Tujuan dekonstruksi Arkoun hanya diarahkan pada satu target, yaitu menghancurkan konsep ortodoksi, bahkan diperluas kepada membongkar akar-akar tradisi keilmuan pemikiran Islam yang dianggap terpengaruh oleh pola berpikir Ariestotelian.

Yang menjadi ganjalan dalam benak Arkoun sendiri adalah tentang kuatnya ortodoksi yang tercermin dalam kalam Asy’ariyah, fiqih syafi’iah, dan tasawuf Ghazaliah, sementara di Barat diskursus pengetahuan dalam berbagai bentuknya telah mengalami perubahan yang sedemikian rupa.

Ternyata setelah dianalisa dapat ditemukan bahwa hal itu semua bisa terjadi karena ortodoksi seperti itu selalu tetap berkaitan dengan kekuasaan politik. Bukti konkret dari itu semua adalah adanya pelembagaan agama dalam bidang Syari’ah.

Hal ini tidak hanya dilakukan oleh kelompok ortodok (ulama’), tetapi juga pemerintah yang disebut dengan pelembagaan agama (Institutionalized religion). Dan ini juga yang membuat Arkoun menganggap penting adanya dekonstruksi.

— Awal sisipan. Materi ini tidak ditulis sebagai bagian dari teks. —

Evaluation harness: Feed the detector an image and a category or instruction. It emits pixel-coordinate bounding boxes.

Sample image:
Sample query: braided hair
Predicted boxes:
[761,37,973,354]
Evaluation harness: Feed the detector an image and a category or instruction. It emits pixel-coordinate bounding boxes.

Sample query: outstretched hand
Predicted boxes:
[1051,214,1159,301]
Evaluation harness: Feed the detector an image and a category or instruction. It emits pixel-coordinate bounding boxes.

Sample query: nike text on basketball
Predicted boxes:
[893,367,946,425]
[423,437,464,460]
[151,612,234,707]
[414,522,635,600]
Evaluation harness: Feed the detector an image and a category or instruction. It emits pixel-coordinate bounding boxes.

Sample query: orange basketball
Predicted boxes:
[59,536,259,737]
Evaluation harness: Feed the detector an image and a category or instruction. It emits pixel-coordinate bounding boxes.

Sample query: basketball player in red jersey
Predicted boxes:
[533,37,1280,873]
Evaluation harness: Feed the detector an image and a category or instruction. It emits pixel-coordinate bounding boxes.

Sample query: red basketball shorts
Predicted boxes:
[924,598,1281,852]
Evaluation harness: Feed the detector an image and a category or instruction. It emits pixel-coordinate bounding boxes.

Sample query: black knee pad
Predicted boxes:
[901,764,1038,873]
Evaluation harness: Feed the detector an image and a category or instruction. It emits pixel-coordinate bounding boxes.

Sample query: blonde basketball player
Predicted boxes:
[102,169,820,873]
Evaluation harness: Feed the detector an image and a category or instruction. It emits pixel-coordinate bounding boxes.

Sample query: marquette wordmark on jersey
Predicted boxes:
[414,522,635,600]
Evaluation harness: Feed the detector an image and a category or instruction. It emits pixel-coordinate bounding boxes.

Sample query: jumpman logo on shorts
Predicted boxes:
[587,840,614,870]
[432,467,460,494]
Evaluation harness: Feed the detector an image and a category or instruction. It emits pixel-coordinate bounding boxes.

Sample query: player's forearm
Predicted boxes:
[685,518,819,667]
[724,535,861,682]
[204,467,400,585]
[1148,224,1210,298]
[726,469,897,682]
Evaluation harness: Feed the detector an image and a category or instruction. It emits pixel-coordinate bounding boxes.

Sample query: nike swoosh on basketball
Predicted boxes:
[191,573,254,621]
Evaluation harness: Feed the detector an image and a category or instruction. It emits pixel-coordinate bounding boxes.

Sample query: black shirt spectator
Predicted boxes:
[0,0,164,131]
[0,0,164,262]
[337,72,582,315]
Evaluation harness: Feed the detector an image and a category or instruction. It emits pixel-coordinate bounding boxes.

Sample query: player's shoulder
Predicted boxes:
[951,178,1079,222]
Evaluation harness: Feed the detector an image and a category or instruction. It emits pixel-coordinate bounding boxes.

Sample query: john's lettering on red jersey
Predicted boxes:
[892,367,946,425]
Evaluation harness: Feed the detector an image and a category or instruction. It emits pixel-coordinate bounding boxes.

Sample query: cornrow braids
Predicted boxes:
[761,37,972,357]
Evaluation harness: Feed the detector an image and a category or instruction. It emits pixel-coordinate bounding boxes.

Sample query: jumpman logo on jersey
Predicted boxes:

Menurut Arkoun, teks selama ini menempati posisi paling sentral di tengah-tengah masyarakat. Ia mampu mempengaruhi cara pandang dan menjadi rujukan tingkah laku mereka dalam beragama, sehingga setiap praktik keberagamaan tidak bisa lepas dari teks yang ada dan penafsirannya yang menurut dia telah dilembagakan.

Bahkan kitab suci yang dianggap mengatasi semua sejarah kemanusiaan harus didekonstruksi atau dilucuti. Dan alat untuk melucuti itu semua adalah ilmu pengetahuan modern atau pendekatan-pendekatan sosio-historis.

Pada dasarnya Agama Islam merupakan agama yang dinamis karena setiap zaman memiliki kebudayaannya sendiri.